In April, the Supreme Court of Canada refused to hear an appeal by civil rights groups seeking to prevent implementation of portions of Bill 21, a 2019 Quebec provincial law  banning certain categories of civil servants from wearing religious symbols at work, pending a ruling on its constitutionality. The controversial law banning the wearing of religious symbols (including hijabs, kippahs, and turbans) by teachers, police officers, and judges among others also prohibits anyone with religious face coverings from receiving government services, including healthcare and public transit. The Quebec Court of Appeal had previously refused to pause implementation of key provisions of the law pending resolution of the legal challenges in part because, in enacting the law, Quebec had preemptively invoked the exceptional “notwithstanding” clause in Canada’s constitution. The clause allows provincial or federal authorities to temporarily override some guarantees of the Charter of Rights and Freedoms. Supreme Court refusal to hear the appeal left the provincial court decision in effect.

Key International Actors

In May, six United Nations special rapporteurs and members of two UN working groups called on Canada to secure the urgent release and repatriation of a 5-year-old Canadian orphan detained in a camp for ISIS suspects and their families in northeast Syria. The UN experts noted that “Canada has primary responsibility for ensuring that she is treated with humanity and respect of her dignity and human rights” and urged the Trudeau government to “consolidate and deepen its efforts to enable her safe return.”
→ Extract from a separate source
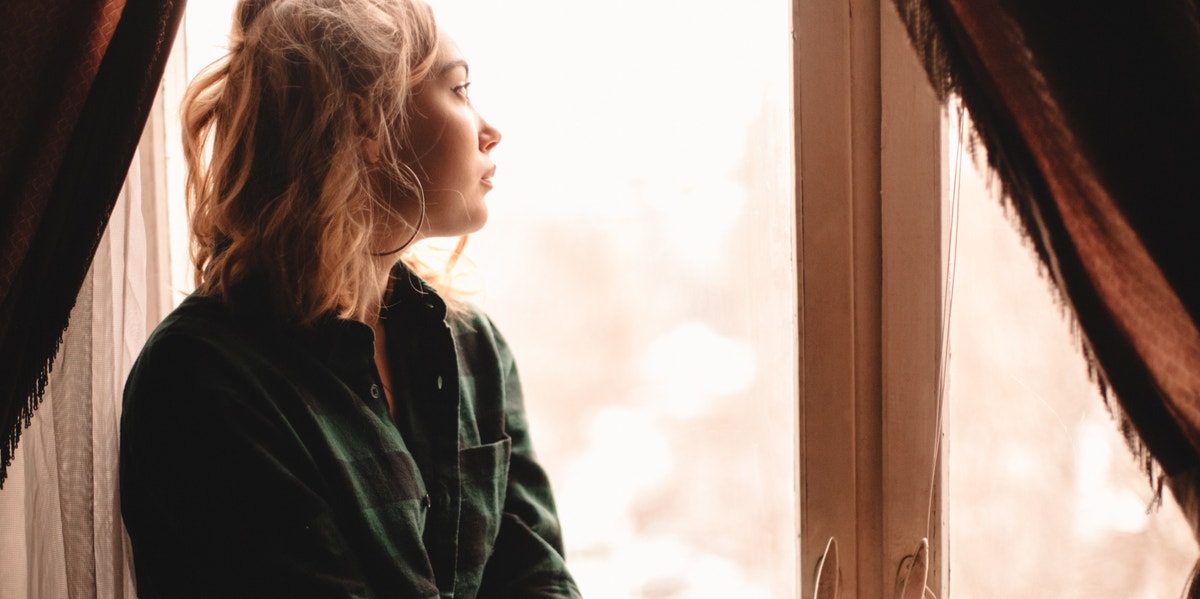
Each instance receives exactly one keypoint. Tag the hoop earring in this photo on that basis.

In a report released in September, the UN special rapporteur on hazardous substances called on Canada to “ ensure that the environmental standards on reserves are as strong as or stronger than the standards on neighboring provincial, territorial and federal lands, to ensure equal protection for Indigenous persons.”

Foreign Policy

In September, Canada announced its intention to intervene, together with the Netherlands, in Gambia’s case before the International Court of Justice alleging that Myanmar’s atrocities against the Rohingya violated the Genocide Convention. 
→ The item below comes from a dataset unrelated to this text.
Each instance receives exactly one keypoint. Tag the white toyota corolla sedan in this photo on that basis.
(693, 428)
At the September session of the UN Human Rights Council, Canada joined 32 other governments in condemning Saudi Arabia’s human rights record and calling for the release of all political dissidents and women’s rights activists, accountability for past abuses, and an end to persistent discrimination against women. Canada has also supported joint statements condemning China’s rights violations, and is a member of UN core groups addressing the rights situations in Yemen and Sri Lanka.

A report released in September from the UN Group of Eminent International and Regional Experts on Yemen named Canada for the first time as one of the countries helping to fuel the conflict through its arms transfers to Saudi Arabia and the United Arab Emirates. The report urged all states to refrain from providing arms and military support to the parties to the conflict.